Reporting Requirements

The draft regulations and the new EASR regime bring with it new reporting requirements, involving the sign-off by a licensed engineer. Prior to registration and prior to making any modifications, said engineer must review or assess any air, noise or odour emissions  from the facility and confirm the reports are in compliance with the regulation and guidelines necessary to remain in compliance with the EASR. After the initial registration, these assessments will need to be updated once every ten years.

Reporting requirements are specific to the type of facility. For emissions into air, an Emission Summary and Dispersion Modelling (ESDM) report must be prepared in accordance with sections 9 to 17 and section 26 of O. Reg. 419/05 and accompanied by an ESDM Supplemental Report document.

For noise emissions the assessment must be prepared using current Ministry screening techniques or through the preparation of an Acoustic Assessment Report (AAR). A Noise Abatement Action Plan (NAAP) may be necessary, if the facility is in operation before the proposed changes come into effect and the noise levels exceed the Ministry’s limits (as set out in NPC-300).  New facilities, those to begin operating after O.Reg 419/05 come into force, will not have the abatement plan as an option.  The power to order a third party audit of a facility, to verify compliance with NPC-300 is being considered by the Ministry. The third party audit would be similar to what can be included with an ECA, or a Renewable Energy Approval (REA).

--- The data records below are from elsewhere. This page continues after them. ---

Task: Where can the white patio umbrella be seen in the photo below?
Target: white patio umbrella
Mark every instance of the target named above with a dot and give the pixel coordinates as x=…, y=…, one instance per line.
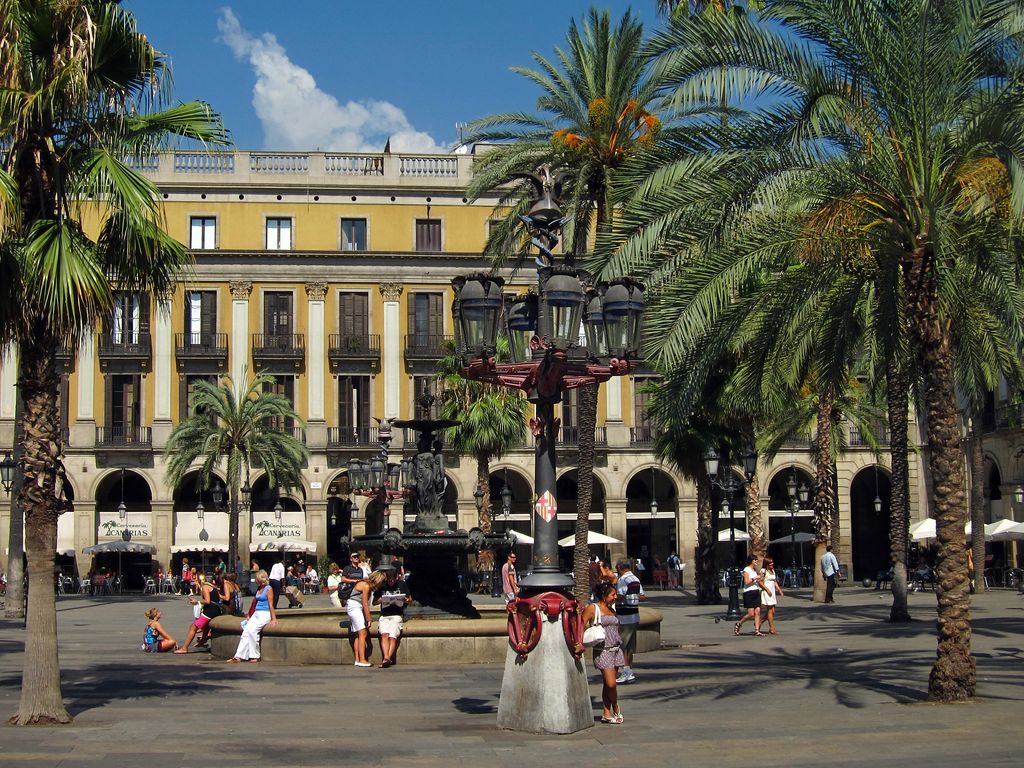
x=741, y=536
x=801, y=538
x=521, y=538
x=593, y=537
x=926, y=529
x=1005, y=530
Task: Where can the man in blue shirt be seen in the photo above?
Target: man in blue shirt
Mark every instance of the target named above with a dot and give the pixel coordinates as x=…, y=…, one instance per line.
x=829, y=568
x=628, y=608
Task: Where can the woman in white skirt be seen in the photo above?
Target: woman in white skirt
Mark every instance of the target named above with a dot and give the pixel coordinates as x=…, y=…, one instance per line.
x=248, y=649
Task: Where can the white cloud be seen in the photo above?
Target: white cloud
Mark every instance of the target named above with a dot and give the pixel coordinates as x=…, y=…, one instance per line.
x=297, y=115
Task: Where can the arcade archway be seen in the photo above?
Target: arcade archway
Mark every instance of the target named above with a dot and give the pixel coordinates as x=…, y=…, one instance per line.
x=870, y=495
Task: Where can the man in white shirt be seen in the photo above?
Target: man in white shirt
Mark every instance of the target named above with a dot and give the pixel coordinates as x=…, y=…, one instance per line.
x=628, y=607
x=829, y=567
x=276, y=579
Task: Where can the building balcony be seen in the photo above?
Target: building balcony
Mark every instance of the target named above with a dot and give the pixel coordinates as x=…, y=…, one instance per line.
x=351, y=437
x=569, y=437
x=206, y=351
x=642, y=436
x=121, y=436
x=347, y=353
x=279, y=350
x=423, y=348
x=126, y=352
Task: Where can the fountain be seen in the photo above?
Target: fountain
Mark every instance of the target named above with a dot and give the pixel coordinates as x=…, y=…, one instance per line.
x=428, y=546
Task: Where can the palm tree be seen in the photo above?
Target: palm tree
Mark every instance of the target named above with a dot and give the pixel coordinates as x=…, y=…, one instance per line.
x=79, y=91
x=595, y=114
x=492, y=420
x=902, y=114
x=233, y=429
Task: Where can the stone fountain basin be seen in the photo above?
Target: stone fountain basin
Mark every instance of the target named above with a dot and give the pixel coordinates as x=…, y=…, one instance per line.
x=321, y=636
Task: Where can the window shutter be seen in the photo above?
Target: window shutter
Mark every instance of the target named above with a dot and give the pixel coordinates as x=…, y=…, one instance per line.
x=208, y=310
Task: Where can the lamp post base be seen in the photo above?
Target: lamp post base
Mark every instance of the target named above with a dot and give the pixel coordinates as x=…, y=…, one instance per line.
x=546, y=692
x=734, y=613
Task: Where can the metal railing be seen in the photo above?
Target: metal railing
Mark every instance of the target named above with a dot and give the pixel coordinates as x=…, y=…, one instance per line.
x=642, y=435
x=204, y=345
x=570, y=436
x=280, y=345
x=121, y=435
x=352, y=437
x=341, y=345
x=126, y=344
x=422, y=345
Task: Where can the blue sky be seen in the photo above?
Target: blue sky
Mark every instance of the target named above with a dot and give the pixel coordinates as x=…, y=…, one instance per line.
x=347, y=75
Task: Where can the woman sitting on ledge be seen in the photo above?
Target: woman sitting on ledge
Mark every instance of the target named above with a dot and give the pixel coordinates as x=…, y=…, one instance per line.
x=156, y=639
x=263, y=614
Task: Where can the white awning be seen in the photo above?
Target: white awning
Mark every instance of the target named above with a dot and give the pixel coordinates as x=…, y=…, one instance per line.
x=132, y=547
x=198, y=547
x=286, y=545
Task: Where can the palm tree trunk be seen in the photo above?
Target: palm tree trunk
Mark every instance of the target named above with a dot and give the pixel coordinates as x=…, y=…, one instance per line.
x=898, y=386
x=483, y=480
x=824, y=497
x=977, y=501
x=953, y=676
x=755, y=521
x=585, y=481
x=14, y=597
x=706, y=583
x=41, y=700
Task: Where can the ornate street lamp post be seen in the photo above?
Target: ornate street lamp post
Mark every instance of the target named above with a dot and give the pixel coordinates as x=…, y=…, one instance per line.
x=7, y=472
x=730, y=489
x=377, y=479
x=542, y=327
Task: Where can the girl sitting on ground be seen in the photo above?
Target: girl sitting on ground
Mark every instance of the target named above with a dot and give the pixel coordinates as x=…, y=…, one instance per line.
x=156, y=640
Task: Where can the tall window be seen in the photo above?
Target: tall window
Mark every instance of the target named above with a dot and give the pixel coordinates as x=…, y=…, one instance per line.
x=203, y=232
x=426, y=322
x=278, y=313
x=353, y=235
x=425, y=385
x=188, y=390
x=641, y=397
x=353, y=409
x=428, y=235
x=130, y=318
x=201, y=317
x=123, y=402
x=279, y=235
x=353, y=316
x=282, y=385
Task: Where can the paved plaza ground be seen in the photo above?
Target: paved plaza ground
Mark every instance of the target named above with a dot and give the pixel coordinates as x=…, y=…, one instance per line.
x=837, y=687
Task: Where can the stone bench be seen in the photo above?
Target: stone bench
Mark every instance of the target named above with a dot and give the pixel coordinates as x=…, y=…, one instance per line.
x=322, y=637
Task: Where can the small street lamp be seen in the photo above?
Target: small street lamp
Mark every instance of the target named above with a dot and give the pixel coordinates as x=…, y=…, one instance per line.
x=7, y=467
x=544, y=327
x=730, y=489
x=798, y=500
x=377, y=479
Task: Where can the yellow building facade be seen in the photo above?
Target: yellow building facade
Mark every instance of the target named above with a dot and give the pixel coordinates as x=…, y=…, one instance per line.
x=332, y=271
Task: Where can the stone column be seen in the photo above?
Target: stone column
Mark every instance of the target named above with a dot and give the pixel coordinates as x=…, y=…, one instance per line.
x=391, y=348
x=162, y=534
x=315, y=353
x=162, y=372
x=615, y=432
x=316, y=525
x=240, y=329
x=614, y=525
x=84, y=430
x=85, y=532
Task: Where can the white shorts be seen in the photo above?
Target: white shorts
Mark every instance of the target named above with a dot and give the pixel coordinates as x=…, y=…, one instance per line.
x=390, y=626
x=356, y=621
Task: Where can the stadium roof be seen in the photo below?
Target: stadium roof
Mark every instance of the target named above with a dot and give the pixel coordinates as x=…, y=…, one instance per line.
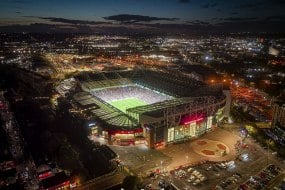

With regard to odours, a Best Management Practices Plan (BMPP) for Odour, and/or an Odour Control Report must be prepared, should the preliminary screening form so indicate.

Fees

The benefits of these regulatory reforms will not be available at the current EASR fee of $1,190. In fact, the fee for types all EASRs will increase, as of December 1, 2016. The fee for the new air and noise EASRs, will be $2,353.  Those facilities subject to the existing rule-based EASR regime will see annual increases in 10% increments until 2021. The lower fee ($1,190) will remain in effect for short-term project-based activities (e.g. water takings).

The Ministry is raising the EASR fees in order to allow it to achieve its objective of fully recovering the costs of running the EASR programme.

When

The Ministry is currently developing the necessary IT to allow for a January 2016 launch of the new registry. Thankfully there will be a transition period that will benefit those facilities already operating subject to an ECA. Those facilities and activities that will be subject to the draft regulation, though already have a valid ECA, will have until January 31, 2027 to register with the EASR. Should any modifications be made to the facility before the 2027 cutoff date, however, the ECA will in effect be abandoned and those facilities will also have to register with the EASR.

Any ECA applications received by the Ministry before the end of 2016 will have the option to remain in the ECA process or withdraw the application and register on the EASR. The ECA cutoff date in 2027 would then apply, should the applicant elect to remain under the ECA regime.